Driven by an ideological conviction after the Cold War that the future belonged to free and deregulated markets, these policies were designed to expand private markets into new frontiers. In reality, the laws created a complicated web of different private and public entities managing a chaotic electrical grid. In Ohio, for instance, residents buy their electricity from a private company like AEP, which generates electricity and distributes it to many parts of the state. AEP falls under the jurisdiction of PUCO, which regulates utilities services in the state. And then, depending on which part of the state someone lives in, the systems that transport high-voltage electricity to customers are coordinated by either Midcontinent ISO or PJM Interconnection, nonprofit organizations that oversee the movement of electricity across several states and operate a competitive wholesale electricity market. And all those groups fall under the regulatory umbrella of the North American Electric Reliability Corp. and FERC. This confusing tangle of acronyms isn't unique to Ohio: If you point at a different spot on a US map, there will be a completely different string of equally convoluted private and public entities in charge of delivering electricity.

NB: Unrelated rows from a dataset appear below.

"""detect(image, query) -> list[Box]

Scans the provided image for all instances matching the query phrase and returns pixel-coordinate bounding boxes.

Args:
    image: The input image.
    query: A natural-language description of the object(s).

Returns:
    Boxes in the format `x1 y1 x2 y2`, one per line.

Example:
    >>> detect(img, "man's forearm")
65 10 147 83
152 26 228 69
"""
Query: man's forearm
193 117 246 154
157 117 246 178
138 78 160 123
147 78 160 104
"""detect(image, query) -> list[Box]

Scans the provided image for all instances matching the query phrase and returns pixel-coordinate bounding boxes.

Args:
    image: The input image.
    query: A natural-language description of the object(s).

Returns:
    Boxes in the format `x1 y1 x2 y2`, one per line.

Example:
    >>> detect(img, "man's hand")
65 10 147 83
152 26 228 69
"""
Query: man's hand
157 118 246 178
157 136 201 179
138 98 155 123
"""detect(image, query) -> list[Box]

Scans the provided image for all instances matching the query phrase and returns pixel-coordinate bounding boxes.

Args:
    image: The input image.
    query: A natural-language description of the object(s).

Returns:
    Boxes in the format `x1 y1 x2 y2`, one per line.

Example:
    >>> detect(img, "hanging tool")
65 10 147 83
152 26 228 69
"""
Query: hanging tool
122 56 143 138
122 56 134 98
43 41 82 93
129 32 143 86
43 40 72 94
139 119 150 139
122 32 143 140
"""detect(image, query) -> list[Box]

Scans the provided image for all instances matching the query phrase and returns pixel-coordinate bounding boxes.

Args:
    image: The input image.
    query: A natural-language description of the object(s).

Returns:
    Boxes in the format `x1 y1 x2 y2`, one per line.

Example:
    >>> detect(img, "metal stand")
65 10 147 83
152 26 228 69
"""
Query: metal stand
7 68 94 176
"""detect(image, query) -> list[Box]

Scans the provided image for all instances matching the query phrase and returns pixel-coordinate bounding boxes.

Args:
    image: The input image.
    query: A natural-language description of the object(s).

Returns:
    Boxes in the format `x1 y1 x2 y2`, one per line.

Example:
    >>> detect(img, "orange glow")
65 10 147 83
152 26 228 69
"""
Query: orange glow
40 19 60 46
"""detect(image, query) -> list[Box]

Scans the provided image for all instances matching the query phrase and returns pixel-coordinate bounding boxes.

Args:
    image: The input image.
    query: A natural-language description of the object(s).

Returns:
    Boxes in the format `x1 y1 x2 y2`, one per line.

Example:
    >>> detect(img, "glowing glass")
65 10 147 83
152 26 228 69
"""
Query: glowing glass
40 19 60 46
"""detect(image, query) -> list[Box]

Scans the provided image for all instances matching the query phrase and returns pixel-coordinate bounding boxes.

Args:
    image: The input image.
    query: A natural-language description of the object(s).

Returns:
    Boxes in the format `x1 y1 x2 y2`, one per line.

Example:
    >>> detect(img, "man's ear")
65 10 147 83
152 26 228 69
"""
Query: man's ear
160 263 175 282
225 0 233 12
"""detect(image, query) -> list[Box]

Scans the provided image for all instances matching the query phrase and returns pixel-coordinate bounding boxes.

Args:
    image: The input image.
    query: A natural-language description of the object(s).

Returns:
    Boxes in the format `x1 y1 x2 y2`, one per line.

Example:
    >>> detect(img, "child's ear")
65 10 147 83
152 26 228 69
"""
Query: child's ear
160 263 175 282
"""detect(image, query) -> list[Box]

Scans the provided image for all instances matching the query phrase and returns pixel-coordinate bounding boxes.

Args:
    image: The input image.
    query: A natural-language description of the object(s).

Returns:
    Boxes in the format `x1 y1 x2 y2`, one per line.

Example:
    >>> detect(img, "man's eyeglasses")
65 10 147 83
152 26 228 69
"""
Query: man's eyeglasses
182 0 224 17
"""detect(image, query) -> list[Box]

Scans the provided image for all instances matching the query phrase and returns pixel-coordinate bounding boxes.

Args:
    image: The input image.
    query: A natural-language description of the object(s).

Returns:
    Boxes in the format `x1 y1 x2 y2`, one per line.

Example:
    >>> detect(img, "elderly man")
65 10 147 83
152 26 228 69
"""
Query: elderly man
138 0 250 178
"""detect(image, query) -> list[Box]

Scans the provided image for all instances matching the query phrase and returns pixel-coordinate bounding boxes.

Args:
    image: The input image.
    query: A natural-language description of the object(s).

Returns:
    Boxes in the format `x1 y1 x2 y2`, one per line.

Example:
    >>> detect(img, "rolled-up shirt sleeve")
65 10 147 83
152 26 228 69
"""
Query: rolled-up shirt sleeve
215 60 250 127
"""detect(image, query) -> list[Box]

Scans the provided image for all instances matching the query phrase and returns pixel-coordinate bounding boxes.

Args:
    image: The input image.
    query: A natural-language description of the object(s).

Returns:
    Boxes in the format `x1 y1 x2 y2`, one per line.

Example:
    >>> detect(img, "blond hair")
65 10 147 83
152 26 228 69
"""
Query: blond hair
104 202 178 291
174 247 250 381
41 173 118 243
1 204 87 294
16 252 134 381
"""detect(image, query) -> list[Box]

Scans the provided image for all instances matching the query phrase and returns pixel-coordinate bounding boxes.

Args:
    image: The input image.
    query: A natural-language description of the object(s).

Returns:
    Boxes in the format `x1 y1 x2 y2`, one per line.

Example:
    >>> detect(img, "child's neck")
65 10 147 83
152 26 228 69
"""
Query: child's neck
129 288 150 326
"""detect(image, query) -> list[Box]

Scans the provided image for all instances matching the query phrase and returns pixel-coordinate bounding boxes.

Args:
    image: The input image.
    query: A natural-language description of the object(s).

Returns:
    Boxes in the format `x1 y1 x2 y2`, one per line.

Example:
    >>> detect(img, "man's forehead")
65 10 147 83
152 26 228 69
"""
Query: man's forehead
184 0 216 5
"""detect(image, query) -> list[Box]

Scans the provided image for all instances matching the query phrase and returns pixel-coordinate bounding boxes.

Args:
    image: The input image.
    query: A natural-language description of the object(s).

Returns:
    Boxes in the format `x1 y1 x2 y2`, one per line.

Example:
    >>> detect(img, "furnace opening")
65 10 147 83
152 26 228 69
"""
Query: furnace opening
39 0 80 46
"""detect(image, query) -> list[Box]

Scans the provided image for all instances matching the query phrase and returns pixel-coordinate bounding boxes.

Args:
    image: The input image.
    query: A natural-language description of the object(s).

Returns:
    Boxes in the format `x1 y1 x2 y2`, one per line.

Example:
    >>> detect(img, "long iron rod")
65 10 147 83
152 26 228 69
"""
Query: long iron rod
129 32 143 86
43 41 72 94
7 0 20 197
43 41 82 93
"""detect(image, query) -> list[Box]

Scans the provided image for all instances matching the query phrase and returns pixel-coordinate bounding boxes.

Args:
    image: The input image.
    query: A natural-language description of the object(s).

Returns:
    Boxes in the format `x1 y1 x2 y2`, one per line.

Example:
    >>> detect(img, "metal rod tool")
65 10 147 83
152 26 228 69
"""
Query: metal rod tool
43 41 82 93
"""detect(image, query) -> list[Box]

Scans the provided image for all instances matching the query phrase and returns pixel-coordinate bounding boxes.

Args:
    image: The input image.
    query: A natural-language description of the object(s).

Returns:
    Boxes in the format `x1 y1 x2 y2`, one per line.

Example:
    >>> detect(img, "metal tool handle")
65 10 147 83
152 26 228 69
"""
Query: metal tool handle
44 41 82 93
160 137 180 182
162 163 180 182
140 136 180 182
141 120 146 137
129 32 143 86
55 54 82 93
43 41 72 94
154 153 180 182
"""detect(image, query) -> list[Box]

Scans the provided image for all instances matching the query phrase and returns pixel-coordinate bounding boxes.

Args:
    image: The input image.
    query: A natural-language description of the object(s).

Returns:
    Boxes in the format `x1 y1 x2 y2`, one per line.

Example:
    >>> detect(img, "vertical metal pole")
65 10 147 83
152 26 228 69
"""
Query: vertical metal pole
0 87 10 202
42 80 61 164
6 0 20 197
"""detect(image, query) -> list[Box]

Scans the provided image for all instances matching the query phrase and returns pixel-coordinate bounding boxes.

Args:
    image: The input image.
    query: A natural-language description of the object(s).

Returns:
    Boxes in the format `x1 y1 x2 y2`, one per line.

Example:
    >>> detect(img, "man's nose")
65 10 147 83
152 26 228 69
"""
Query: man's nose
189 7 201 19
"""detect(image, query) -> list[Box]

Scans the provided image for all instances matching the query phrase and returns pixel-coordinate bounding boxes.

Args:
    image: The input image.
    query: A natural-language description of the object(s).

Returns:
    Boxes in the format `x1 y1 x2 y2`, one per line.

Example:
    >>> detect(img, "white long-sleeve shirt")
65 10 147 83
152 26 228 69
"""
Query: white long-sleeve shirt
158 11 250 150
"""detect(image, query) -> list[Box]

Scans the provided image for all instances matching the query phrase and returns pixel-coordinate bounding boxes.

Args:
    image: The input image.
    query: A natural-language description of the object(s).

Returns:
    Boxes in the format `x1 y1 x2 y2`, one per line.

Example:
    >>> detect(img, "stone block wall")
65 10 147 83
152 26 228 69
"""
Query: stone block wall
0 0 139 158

Sure, the privatizing pirates always tell us that deregulating "increases efficiency, spurs technological innovation, and lowers prices." Have you seen any proof of that?

But instead of lowering costs or improving the grid, these policies caused energy prices in many areas to spike and led to artificial power shortages. Statewide spending on power in California went from $7 billion in 1999 to $28 billion in 2000 and led to the 2000-01 California electricity crisis, in which the energy company Enron created an artificial energy shortage to jack up prices. California's artificial shortage eventually triggered a real crisis as multiple large-scale rolling blackouts gripped the state, affecting millions of residents for years. And reports suggest these profit-seeking schemes have happened in other places, too, though private-energy firms generally deny the claims.

Who, us? We'd jack the system just to make more money? We are INSULTED. (That you're accusing us of doing that thing we're doing.)

Capitalism only works when it's heavily regulated. And it isn't.